Negli Stati Uniti la battaglia dell’equal pay è particolarmente sentita, tanto che il caso è finito in tribunale. Nel 2019 infatti 28 giocatrici della nazionale hanno fatto causa alla US Soccer Federation chiedendo un trattamento economico alla pari: le calciatrici vengono pagate 89 centesimi per ogni dollaro guadagnato dai loro colleghi maschi. Questo nonostante i grandi risultati ottenuti dalla nazionale femminile, che negli anni ha conquistato quattro titoli mondiali e altrettante medaglie olimpiche. Sebbene il tribunale distrettuale non abbia accolto le richieste delle calciatrici, la causa ha acceso i riflettori su questa situazione complessa.
Più virtuoso è sicuramente l’esempio del tennis, ma anche in questo caso il cammino verso la parità è stato lungo e tortuoso. Nel 1968 la disciplina fu resa completamente professionistica. Pian piano tutti gli Slam si sono adeguati, stabilendo un eguale montepremi per il torneo maschile e quello femminile: l’ultimo a conformarsi è stato Wimbledon che nel 2000 aveva ancora montepremi differenti.

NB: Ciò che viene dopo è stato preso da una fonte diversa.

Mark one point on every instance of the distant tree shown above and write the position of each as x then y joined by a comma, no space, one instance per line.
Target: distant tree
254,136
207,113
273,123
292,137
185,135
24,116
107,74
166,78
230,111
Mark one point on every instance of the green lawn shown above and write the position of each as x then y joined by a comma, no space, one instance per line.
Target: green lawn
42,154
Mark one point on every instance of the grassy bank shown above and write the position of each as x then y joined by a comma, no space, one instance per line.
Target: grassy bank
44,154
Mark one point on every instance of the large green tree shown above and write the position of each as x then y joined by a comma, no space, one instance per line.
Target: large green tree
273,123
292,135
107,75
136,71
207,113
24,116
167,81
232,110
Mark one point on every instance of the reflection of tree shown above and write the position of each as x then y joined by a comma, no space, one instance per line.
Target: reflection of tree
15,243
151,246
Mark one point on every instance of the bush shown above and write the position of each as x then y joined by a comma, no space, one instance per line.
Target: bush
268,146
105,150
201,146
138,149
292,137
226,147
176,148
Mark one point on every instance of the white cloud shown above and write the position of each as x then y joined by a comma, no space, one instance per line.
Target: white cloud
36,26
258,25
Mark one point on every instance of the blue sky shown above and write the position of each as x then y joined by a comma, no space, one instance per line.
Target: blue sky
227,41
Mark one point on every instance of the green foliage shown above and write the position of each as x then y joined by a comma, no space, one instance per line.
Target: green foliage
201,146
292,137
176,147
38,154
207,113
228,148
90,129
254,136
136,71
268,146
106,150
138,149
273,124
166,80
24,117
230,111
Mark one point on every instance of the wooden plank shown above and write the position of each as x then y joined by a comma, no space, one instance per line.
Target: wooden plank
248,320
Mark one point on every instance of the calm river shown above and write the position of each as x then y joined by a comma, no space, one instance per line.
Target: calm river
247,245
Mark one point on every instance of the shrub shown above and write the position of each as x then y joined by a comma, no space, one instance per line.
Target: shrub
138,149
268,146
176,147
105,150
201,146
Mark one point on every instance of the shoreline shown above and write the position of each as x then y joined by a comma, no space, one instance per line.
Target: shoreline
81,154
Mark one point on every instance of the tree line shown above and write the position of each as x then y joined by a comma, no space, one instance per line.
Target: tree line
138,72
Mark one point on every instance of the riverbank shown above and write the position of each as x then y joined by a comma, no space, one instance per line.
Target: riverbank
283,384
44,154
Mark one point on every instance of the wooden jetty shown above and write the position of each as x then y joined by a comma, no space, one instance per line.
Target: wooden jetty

Un altro aspetto da considerare è che, avendo una minore copertura mediatica, le atlete sono poco appetibili per gli sponsor e quindi vengono pagate meno per le loro collaborazioni con i brand.
Il gender pay gap, dunque, non è un problema solo delle professioni tradizionali, ma anche una questione di civiltà, che riguarda una delle espressioni culturali di cui andare più fieri: lo sport.
Cosa fare, allora? Secondo un documento dell’European Institute for Gender Equality (Eige), è fondamentale insistere affinché le organizzazioni sportive migliorino l’equilibrio di genere nei consigli e nei comitati esecutivi, nonché nella gestione e negli staff tecnici. Anche gli Stati sono chiamati a fare la loro parte. L’obiettivo? Eliminare norme e regolamenti che ostacolano la carriera sportiva delle donne.